The main job of the response handling thread mentioned as above is to fetch packets from pipe, do some preprocessing mostly needed for finer scheduling and put into local queue for later usage.
struct mq_handler contains file descriptors for the pipes and few fields for collecting statistic.

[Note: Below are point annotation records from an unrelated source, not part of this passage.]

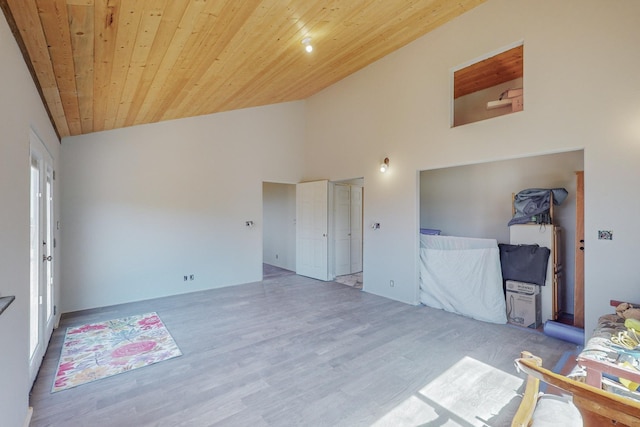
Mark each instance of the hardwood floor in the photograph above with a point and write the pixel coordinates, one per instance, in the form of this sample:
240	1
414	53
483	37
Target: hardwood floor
295	351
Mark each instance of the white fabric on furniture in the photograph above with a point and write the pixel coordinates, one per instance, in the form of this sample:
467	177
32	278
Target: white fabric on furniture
462	275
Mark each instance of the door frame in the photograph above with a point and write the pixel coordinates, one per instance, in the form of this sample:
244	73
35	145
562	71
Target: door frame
42	258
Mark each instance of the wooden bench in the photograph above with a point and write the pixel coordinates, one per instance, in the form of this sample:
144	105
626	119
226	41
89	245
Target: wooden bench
596	407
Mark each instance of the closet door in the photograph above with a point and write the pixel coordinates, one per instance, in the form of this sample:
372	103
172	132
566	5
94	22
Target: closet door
311	229
342	228
356	229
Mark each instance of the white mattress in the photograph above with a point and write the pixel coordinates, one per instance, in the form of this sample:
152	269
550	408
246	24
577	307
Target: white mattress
462	275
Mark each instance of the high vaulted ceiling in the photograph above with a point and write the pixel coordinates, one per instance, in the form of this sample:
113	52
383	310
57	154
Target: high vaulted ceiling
106	64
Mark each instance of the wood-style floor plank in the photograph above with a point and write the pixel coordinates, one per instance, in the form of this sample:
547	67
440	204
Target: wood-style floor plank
283	352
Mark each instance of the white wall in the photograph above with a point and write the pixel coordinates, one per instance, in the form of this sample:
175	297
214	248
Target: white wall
475	201
146	205
279	221
20	110
582	91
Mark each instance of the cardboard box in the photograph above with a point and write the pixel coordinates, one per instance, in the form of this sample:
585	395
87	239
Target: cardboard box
522	287
524	309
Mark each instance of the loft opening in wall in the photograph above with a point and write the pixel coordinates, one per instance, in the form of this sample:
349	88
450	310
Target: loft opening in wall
489	87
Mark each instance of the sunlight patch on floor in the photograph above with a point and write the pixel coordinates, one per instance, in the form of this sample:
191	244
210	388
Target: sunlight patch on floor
470	393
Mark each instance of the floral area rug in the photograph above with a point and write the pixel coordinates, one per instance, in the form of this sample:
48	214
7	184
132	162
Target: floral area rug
99	350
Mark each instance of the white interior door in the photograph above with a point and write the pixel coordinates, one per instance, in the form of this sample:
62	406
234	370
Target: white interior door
342	228
41	291
356	229
311	229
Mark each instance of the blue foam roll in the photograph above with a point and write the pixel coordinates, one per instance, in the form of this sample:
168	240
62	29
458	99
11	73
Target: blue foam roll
564	332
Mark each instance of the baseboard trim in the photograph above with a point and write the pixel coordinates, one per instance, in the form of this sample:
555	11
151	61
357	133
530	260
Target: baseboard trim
27	420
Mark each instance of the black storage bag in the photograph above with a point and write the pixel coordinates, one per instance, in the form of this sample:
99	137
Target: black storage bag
524	263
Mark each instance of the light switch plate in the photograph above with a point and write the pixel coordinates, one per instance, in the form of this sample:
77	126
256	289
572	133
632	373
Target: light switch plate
605	235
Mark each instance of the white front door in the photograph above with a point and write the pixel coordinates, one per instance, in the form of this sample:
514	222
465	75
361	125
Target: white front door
41	291
311	229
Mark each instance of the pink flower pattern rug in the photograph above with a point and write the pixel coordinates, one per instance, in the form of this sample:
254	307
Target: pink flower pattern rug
99	350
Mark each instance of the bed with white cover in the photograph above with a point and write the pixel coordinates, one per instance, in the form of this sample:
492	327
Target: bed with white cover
462	275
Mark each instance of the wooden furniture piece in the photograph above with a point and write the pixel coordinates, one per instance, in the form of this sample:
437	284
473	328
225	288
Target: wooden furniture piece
598	363
597	407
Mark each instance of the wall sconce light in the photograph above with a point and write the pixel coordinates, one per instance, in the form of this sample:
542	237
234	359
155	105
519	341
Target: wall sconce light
307	44
384	165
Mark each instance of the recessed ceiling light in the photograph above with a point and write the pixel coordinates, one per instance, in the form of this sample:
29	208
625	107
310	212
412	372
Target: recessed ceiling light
307	44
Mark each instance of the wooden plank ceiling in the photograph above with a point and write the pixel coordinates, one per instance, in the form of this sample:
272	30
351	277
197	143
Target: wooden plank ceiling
106	64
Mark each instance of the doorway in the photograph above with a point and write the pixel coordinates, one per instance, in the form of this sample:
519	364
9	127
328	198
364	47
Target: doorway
347	232
341	223
42	244
475	201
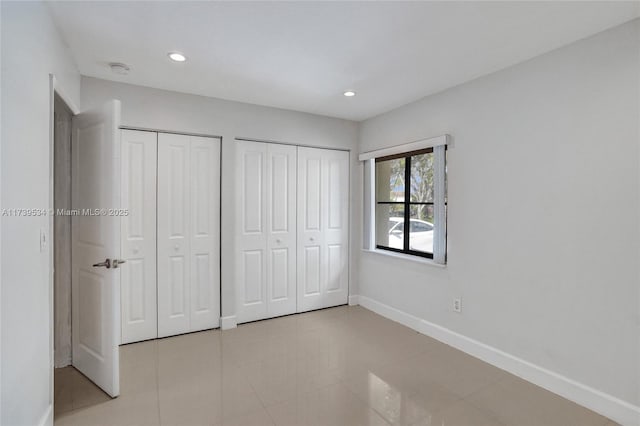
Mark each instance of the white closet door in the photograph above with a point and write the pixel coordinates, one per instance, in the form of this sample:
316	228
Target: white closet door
281	229
174	251
251	231
138	278
205	233
265	230
323	228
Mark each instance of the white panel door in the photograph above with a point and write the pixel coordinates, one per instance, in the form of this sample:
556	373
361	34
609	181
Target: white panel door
323	228
251	231
281	229
174	251
95	244
205	233
138	279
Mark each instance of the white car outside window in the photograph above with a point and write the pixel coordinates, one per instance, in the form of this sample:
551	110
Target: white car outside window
420	234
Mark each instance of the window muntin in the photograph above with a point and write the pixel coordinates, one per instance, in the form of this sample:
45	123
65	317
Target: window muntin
405	209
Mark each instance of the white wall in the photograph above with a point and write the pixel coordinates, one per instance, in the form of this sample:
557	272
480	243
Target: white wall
544	219
31	49
164	110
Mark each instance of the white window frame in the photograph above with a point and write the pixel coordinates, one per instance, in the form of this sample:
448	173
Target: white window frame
439	145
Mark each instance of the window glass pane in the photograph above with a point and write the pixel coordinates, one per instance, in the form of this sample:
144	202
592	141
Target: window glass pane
390	225
421	228
422	178
390	180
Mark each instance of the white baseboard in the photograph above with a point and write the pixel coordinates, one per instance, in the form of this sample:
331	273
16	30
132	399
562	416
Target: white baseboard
47	417
227	323
614	408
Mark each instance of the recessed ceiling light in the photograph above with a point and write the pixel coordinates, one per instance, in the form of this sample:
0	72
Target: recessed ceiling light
119	68
177	57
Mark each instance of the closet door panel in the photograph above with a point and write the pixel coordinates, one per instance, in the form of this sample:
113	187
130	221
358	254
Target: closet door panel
310	236
205	233
138	276
323	197
174	251
251	231
281	220
336	231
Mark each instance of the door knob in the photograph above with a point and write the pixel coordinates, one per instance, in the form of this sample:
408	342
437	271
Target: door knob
117	262
106	264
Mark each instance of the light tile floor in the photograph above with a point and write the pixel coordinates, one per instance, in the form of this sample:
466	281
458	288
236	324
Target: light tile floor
341	366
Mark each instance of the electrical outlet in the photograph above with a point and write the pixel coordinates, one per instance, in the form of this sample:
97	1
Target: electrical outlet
457	305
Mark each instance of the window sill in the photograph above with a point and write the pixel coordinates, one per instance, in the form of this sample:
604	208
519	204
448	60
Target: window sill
403	256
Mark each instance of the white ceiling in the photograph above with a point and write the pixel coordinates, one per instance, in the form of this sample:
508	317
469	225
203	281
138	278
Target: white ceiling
303	55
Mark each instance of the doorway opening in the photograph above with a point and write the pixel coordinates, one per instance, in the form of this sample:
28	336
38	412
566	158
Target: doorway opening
72	390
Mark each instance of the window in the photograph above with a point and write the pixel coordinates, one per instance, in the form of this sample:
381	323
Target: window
407	212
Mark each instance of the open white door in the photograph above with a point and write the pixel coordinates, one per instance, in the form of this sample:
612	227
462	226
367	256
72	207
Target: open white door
95	228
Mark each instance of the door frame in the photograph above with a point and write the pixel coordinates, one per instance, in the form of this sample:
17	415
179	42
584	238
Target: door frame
55	88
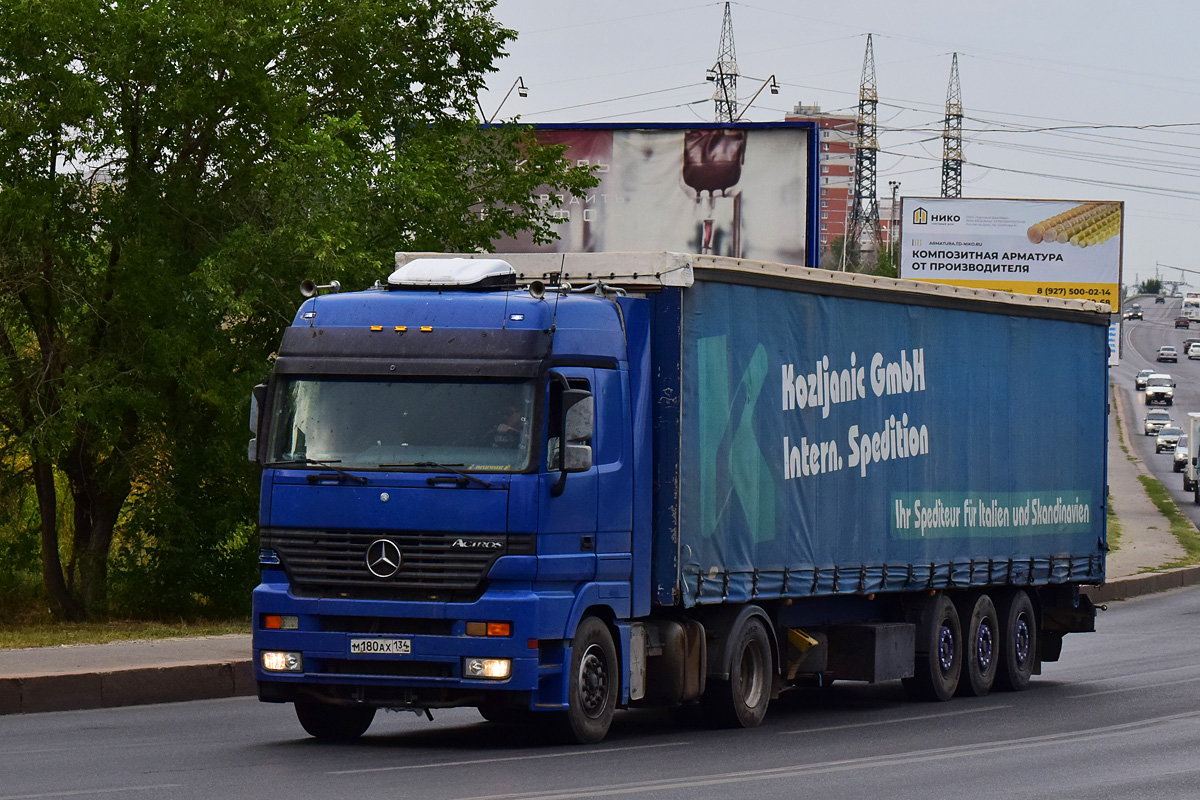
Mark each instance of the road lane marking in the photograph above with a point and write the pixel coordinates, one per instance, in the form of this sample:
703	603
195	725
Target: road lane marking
82	793
844	765
505	758
913	719
1134	689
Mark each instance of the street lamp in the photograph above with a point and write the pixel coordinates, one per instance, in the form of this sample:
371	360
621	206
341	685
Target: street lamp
769	82
893	221
522	91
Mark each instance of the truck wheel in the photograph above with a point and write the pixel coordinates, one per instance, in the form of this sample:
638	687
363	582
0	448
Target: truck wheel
592	692
981	642
939	657
1019	648
336	722
742	701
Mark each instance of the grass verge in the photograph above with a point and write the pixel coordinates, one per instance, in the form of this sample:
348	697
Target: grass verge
1181	527
46	635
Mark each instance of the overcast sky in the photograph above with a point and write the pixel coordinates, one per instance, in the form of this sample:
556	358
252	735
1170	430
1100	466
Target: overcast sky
1062	100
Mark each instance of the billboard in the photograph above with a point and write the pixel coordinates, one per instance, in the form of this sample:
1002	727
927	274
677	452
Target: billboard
1062	248
743	190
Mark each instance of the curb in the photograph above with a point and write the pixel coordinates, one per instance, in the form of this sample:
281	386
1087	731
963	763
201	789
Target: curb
1144	584
119	687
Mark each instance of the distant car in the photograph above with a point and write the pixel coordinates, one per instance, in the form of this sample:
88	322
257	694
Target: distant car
1155	420
1168	438
1159	389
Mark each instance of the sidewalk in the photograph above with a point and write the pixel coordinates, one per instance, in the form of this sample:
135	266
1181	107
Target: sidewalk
162	671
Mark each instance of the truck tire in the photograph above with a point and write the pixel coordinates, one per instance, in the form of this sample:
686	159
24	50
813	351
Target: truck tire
593	683
1019	648
334	722
981	639
742	701
937	665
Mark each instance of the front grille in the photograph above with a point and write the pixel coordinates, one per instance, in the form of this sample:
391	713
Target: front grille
441	566
390	625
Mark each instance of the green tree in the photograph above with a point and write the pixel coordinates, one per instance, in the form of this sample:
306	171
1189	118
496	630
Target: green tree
169	170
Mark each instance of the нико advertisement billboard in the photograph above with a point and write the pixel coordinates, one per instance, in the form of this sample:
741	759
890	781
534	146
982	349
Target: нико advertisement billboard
1063	248
743	190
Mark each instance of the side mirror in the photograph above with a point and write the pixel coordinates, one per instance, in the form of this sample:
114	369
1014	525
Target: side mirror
573	451
257	402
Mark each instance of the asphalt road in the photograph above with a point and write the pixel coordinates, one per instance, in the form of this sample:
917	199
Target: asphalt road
1119	717
1140	342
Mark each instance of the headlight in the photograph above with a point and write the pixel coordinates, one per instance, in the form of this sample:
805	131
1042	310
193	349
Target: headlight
282	661
492	668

The definition as follows:
struct mq_handler {
    struct mq_list list;
    struct mq_lock lock;

    int pipein[2]; // 0-> read end for obtaining request, 1-> write end for issueing request
    int pipeout[2]; // 0-> read end for obtaining response, 1-> write end for issueing response
    int process; // handler PID

    unsigned long pushed, // amount of pushed requests
        popped; // amount of popped responses
    unsigned nacked; // not acked packets
};
mq_init appeared above is used to initialize message queue structure and launch management thread:
void
mq_init(struct mq *mq)
{
    mq_list_init(&mq->handlers);
    mq_list_init(&mq->rsp_list);

    mq_lock_init(&mq->lock);

    pthread_mutex_init(&mq->rsp_lock, NULL);

    mq->state = MQ_STATE_STARTING;

    pthread_create(&mq->rsp_manager, NULL, mq_poll_wrapper, mq);

    mq->state = MQ_STATE_RUNNING;
    mq_set_available(&mq->lock, 1);
}
This routine initializes miscellaneous stuff and announces that it's ready to go. mq_poll_wrapper triggers mq_poll that is used to fetch responses from the pipe and cleans 'old' responses that are likely will not be needed anymore because their timeout exhausted and to avoid memory leak memory they use should be freed:
void *
mq_poll_wrapper(void *data)
{
    struct mq *mq = (struct mq *)data;

    unsigned int last_cleaned = timems(), now;

    for (;;) {
        mq_lock_lock(&mq->lock);
        if (mq->state == MQ_STATE_STOPPING) {
            mq_lock_unlock(&mq->lock);

            return NULL;
        } else if (mq->state == MQ_STATE_STARTING) {
            mq_lock_unlock(&mq->lock);

            release_cpu();

            continue;
        }

        mq_lock_unlock(&mq->lock);

        mq_poll(mq);

        now = timems();
        if (now - last_cleaned > MQ_MAX_RESPONSE_LIFE_TIME_MS) {
            last_cleaned = now;

            mq_cleanup_response_queue(mq, now);
        }
    }

    return NULL;
}
mq_launch_handler is a helper routine that creates pipe endpoints for transmitting requests and responses and launch request handling process. Its definition as follows:
int
mq_launch_handler(struct mq *mq,
                  struct mq_handler *handler,
                  void (*f)(int endpoints[2]))
{
    int endpoints[2];

    if (pipe(handler->pipein) == -1) {
        perror("pipe");

        goto fail_pipein;
    }
    if (pipe(handler->pipeout) == -1) {
        perror("pipe");

        goto fail_pipeout;
    }

    endpoints[0] = handler->pipein[0];
    endpoints[1] = handler->pipeout[1];

    if ((handler->process = launch_process(f, endpoints)) == -1)
        goto fail_launch;

    mq_lock_init(&handler->lock);

    handler->nacked = handler->popped = handler->pushed = 0;

    mq_lock_lock(&mq->lock);
    mq_list_add_tail(&mq->handlers, &handler->list);
    mq_lock_unlock(&mq->lock);

    mq_set_available(&handler->lock, 1);

    return 0;

  fail_launch:
    close(handler->pipeout[0]);
    close(handler->pipeout[1]);
  fail_pipeout:
    close(handler->pipein[0]);
    close(handler->pipein[1]);
  fail_pipein:

    return -1;
}
Now everything is ready for sending requests and receiving responses. Further details will be discussed in the following part.